Picking up on Helping Learners Look at Their Code, where I showed how we can use the pyflowchart Python package to render a flowchart equivalent of code in a notebook code cell using the flowchart.js package, I started wondering about also generating text based descriptions of simple fragements of code. I half expected there to be a simple package out there that would do this — a Python code summariser, or human radable text description generator — but couldn’t find anything offhand.
So as a a really quick proof of concept knocked up over a coffee break, here are some sketches of a really naive way in to parsing some simple Python code (and that’s all we need to handle…) on the way to creating a simple human readable text version of it.
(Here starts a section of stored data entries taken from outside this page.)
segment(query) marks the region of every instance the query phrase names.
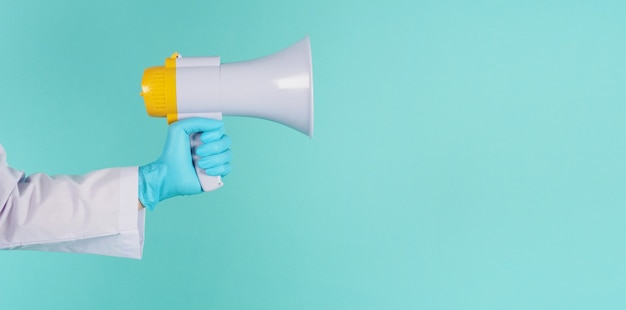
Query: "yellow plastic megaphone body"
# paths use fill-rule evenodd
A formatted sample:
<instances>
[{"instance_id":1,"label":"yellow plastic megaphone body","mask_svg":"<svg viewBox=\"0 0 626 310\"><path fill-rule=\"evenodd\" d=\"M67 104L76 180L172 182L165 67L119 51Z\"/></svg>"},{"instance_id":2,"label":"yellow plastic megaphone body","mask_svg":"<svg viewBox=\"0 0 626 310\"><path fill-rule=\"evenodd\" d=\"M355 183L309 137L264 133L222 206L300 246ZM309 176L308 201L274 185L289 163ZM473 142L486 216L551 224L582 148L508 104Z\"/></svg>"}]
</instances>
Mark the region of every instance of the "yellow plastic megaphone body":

# Have a look at the AST of some Python code
# Pretty print AST
#https://github.com/clarketm/pprintast
#%pip install pprintast
from pprintast import pprintast as ppast # OR: from pprintast import ppast
# 2. pretty print AST from a "string".
exp = '''
import os, math
import pandas as pd
from pprintast import pprintast2 as ppast
def test_fn(a, b=1, c=2):
"""Add two numbers"""
out = a+b
print(out)
return out
def test_fn2(a, b=1):
out = a+b
if a>b:
print(a)
else:
print(b)
print(out)
'''
ppast(exp)
This gives a pretty printed output that lets us review the AST:
Module(body=[
Import(names=[
alias(name='os', asname=None),
alias(name='math', asname=None),
]),
Import(names=[
alias(name='pandas', asname='pd'),
]),
ImportFrom(module='pprintast', names=[
alias(name='pprintast2', asname='ppast'),
], level=0),
FunctionDef(name='test_fn', args=arguments(posonlyargs=[], args=[
arg(arg='a', annotation=None, type_comment=None),
arg(arg='b', annotation=None, type_comment=None),
arg(arg='c', annotation=None, type_comment=None),
], vararg=None, kwonlyargs=[], kw_defaults=[], kwarg=None, defaults=[
Constant(value=1, kind=None),
Constant(value=2, kind=None),
]), body=[
Expr(value=Constant(value='Add two numbers', kind=None)),
Assign(targets=[
Name(id='out', ctx=Store()),
], value=BinOp(left=Name(id='a', ctx=Load()), op=Add(), right=Name(id='b', ctx=Load())), type_comment=None),
Expr(value=Call(func=Name(id='print', ctx=Load()), args=[
Name(id='out', ctx=Load()),
], keywords=[])),
Return(value=Name(id='out', ctx=Load())),
], decorator_list=[], returns=None, type_comment=None),
FunctionDef(name='test_fn2', args=arguments(posonlyargs=[], args=[
arg(arg='a', annotation=None, type_comment=None),
arg(arg='b', annotation=None, type_comment=None),
], vararg=None, kwonlyargs=[], kw_defaults=[], kwarg=None, defaults=[
Constant(value=1, kind=None),
]), body=[
Assign(targets=[
Name(id='out', ctx=Store()),
], value=BinOp(left=Name(id='a', ctx=Load()), op=Add(), right=Name(id='b', ctx=Load())), type_comment=None),
If(test=Compare(left=Name(id='a', ctx=Load()), ops=[
Gt(),
], comparators=[
Name(id='b', ctx=Load()),
]), body=[
Expr(value=Call(func=Name(id='print', ctx=Load()), args=[
Name(id='a', ctx=Load()),
], keywords=[])),
], orelse=[
Expr(value=Call(func=Name(id='print', ctx=Load()), args=[
Name(id='b', ctx=Load()),
], keywords=[])),
]),
Expr(value=Call(func=Name(id='print', ctx=Load()), args=[
Name(id='out', ctx=Load()),
], keywords=[])),
], decorator_list=[], returns=None, type_comment=None),
], type_ignores=[])
We can now parse that into a dict, for example:
#https://www.mattlayman.com/blog/2018/decipher-python-ast/
import re
import ast
from pprint import pprint
# TO DO update generic_visit to capture other nodes
# A NodeVisitor can respond to any type of node in the Python AST.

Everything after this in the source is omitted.